Student enrollment in Arabic, Korean and Chinese classes is showing the fastest growth among foreign language courses at U.S. colleges, even though Spanish remains the most popular by a huge margin, a new study shows.
The survey of more than 2,500 colleges and universities by the Modern Language Assn., or MLA, found that enrollment in Arabic surged by 46% between 2006 and 2009. More U.S. college students are studying Arabic than Russian, a change that officials say reflects a shift of interest from Cold War concerns to current issues involving the Middle East and terrorism.

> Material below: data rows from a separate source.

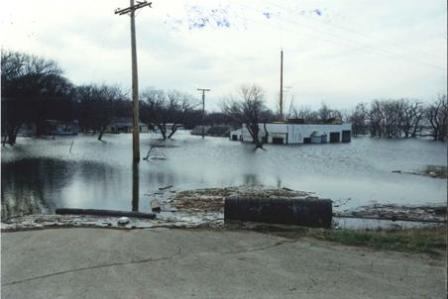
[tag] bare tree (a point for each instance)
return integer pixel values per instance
(33, 89)
(165, 110)
(98, 106)
(411, 115)
(248, 109)
(437, 115)
(358, 118)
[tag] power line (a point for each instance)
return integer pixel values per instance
(203, 108)
(135, 107)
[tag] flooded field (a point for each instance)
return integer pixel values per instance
(40, 175)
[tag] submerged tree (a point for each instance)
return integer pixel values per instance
(248, 109)
(437, 115)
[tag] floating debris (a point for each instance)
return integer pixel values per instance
(123, 220)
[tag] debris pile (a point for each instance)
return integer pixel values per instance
(212, 199)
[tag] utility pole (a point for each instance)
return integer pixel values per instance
(203, 109)
(281, 84)
(135, 130)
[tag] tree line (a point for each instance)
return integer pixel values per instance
(35, 90)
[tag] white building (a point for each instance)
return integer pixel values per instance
(290, 133)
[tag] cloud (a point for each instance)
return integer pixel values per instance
(343, 52)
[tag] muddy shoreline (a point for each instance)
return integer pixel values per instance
(205, 208)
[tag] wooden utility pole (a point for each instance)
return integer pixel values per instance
(281, 84)
(203, 109)
(135, 120)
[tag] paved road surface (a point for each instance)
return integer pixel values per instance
(100, 263)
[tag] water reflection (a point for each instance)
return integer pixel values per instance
(135, 186)
(42, 174)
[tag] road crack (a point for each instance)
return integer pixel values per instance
(141, 261)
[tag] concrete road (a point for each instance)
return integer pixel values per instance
(100, 263)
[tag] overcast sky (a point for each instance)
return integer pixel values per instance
(337, 52)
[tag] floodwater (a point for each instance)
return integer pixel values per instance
(40, 175)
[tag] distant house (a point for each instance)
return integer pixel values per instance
(297, 133)
(216, 131)
(199, 129)
(124, 125)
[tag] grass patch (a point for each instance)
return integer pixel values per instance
(418, 240)
(427, 240)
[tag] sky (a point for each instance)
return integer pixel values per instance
(335, 52)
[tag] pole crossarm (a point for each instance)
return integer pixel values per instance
(140, 4)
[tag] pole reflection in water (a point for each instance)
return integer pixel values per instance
(135, 186)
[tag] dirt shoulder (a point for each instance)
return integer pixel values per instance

The study of Arabic by young Americans started to show significant growth immediately after the Sept. 11 attacks in 2001, and its enrollment has tripled since then, said Rosemary G. Feal, the MLA’s executive director.
“It’s a response to what’s going on in the world,” she said, noting that the same holds true for a recent increase in Chinese and Korean courses and such lesser studied languages as Hindi and Punjabi.
Last year, 865,000 U.S. college students were enrolled in Spanish, about four times as many as in French, its nearest rival, and nine times the number in German, the next highest-ranked, the report said. American Sign Language, an increasingly popular way for students to fulfill their language requirements, was next, followed by Italian, Japanese, Chinese, Arabic, Latin, Russian, Ancient Greek, Biblical Hebrew, Portuguese, Korean and Modern Hebrew.
Korean and Chinese grew by the highest percentage after Arabic, with about 61,000 U.S. students studying Chinese, up 18% since 2006, and 8,511 enrolled in Korean classes, up 19%, the report shows.
Enrollment in all foreign language classes on college and university campuses increased 6.6% over those three years, generally matching overall enrollment growth at all levels of higher education. But there are some troubling signs involving budget-related cutbacks in language classes and a tight job market for faculty.
Particularly worrisome was a 6.7% drop in the number of graduate students studying foreign languages since 2006, a decline that could affect the pool of future language teachers, MLA officials said. Feal attributed that decrease to a trend of colleges relying more on part-time language instructors rather than hiring for full-time and permanent faculty jobs.
“I think potential graduate students are not entering fields in which the probabilities of getting a tenure-track position are bleak,” said Feal, a Spanish professor who is on leave from the State University of New York at Buffalo.
Nationwide, German and Italian programs are among those most affected by cutbacks, MLA officials said. For example, USC announced two years ago that it would phase out the study of German as a major, although it still offers some classes in the language.
In recent years, many colleges also have reduced foreign language graduation requirements in response to budget pressures. When adjusted for overall college populations, enrollment in foreign languages is about half what it was in the mid-1960s, before an earlier loosening of curriculum rules, the study showed.